Orbbec helps robot customers quickly realize innovative application development and mass production-EEWORLD

Collect

It's time to give the big model a body.

Recently, the R&D team of Orbbec has combined the arm with a large model, using the speech, language, and vision-language large model, supplemented by data input from the bbec Gemini 2 series depth camera, to create a robotic arm that can understand and perform voice tasks.

The project is based on the body created by Professor Fei-Fei Li's team at Stanford University. By solving a series of engineering problems such as generalization, observation, and control, the project will bring the robotic arm based on the multimodal large model from the environment to the real world, expanding the application potential of the intelligent robotic arm.

Integrate multiple large model capabilities

Let the robot arm understand and execute voice commands

Since last year, the emergence of various large models has triggered a new wave of development in the robotics industry. Although "large models + robots" are still in the early stages of technical exploration, with the in-depth integration of the two, robots are expected to have a smarter "brain", with more powerful "eyes" and "body", and achieve the evolution towards embodied intelligence.

The large-model robotic arm created by Orbbec can use voice prompts as input, and utilize the understanding and visual perception capabilities of multiple large models to generate spatial semantics, allowing the robotic arm to understand and execute actions.

First, the robot arm can use the voice big model to recognize the voice commands of the task issuer; at the same time, it can obtain high-quality environmental RGB and Depth data through two Orbbec Gemini 2 binocular structured light cameras; then use the SAM, CLIP and other visual-language big models to understand the scene information, conduct real-time collisions, and finally execute the task.

Based on this principle, Orbbec can enable the robotic arm to complete a series of instructions, such as:

Please remember the current status

Put the red cube into the yellow box

Put the green square into the white box

Rotate the blue block 30° counterclockwise

Move the blue block 10cm towards the green block

Put the blue block on top of the green block

Please restore the original state

Please put all the blocks into the yellow box

At present, the project has established a baseline for the application and deployment of multi-modal large models on robotic arms in the 1.0 stage. Orbbec is further optimizing multi-modal command understanding, multi-fusion perception, robotic arm trajectory planning and control, and end-grasping control. In the future, it will launch large-model robots to make them more intelligent and flexible and adapt to more complex operation scenarios.

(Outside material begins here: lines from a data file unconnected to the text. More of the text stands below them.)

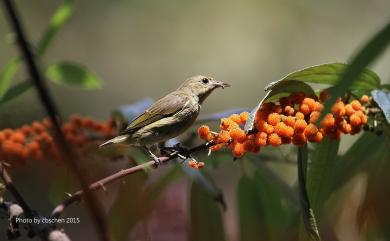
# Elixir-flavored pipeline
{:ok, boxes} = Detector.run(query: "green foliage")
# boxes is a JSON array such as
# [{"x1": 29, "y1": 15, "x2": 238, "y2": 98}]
[
  {"x1": 307, "y1": 137, "x2": 340, "y2": 217},
  {"x1": 37, "y1": 0, "x2": 74, "y2": 56},
  {"x1": 190, "y1": 181, "x2": 225, "y2": 241},
  {"x1": 283, "y1": 63, "x2": 380, "y2": 91},
  {"x1": 244, "y1": 79, "x2": 315, "y2": 132},
  {"x1": 46, "y1": 62, "x2": 101, "y2": 90}
]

Overcoming the generalization, observation, and control challenges

From simulation to reality

At present, many studies on robot agents at home and abroad are mostly completed in simulation environments. From virtual simulation to the real world, a series of engineering implementation problems need to be overcome. For example, in a simulation environment, the camera is based on an ideal imaging model and is not affected by imaging distortion, ambient lighting, etc. This poses a challenge to the generalization ability of the agent in real scenes.

Based on the pre-trained multi-modal robotic arm model, the R&D team of Orbbec overcame a series of implementation difficulties such as generalization, observation, and control:

In order to achieve fast and accurate voice input and understanding, a large voice pre-training model is introduced to enable the robotic arm to respond sensitively to voice commands.

To ensure that the robotic arm has sufficient generalization capabilities in the real world, a large vision-language model is used to enable the robotic arm to understand and adapt to complex scenarios and perform tasks robustly in diverse environments.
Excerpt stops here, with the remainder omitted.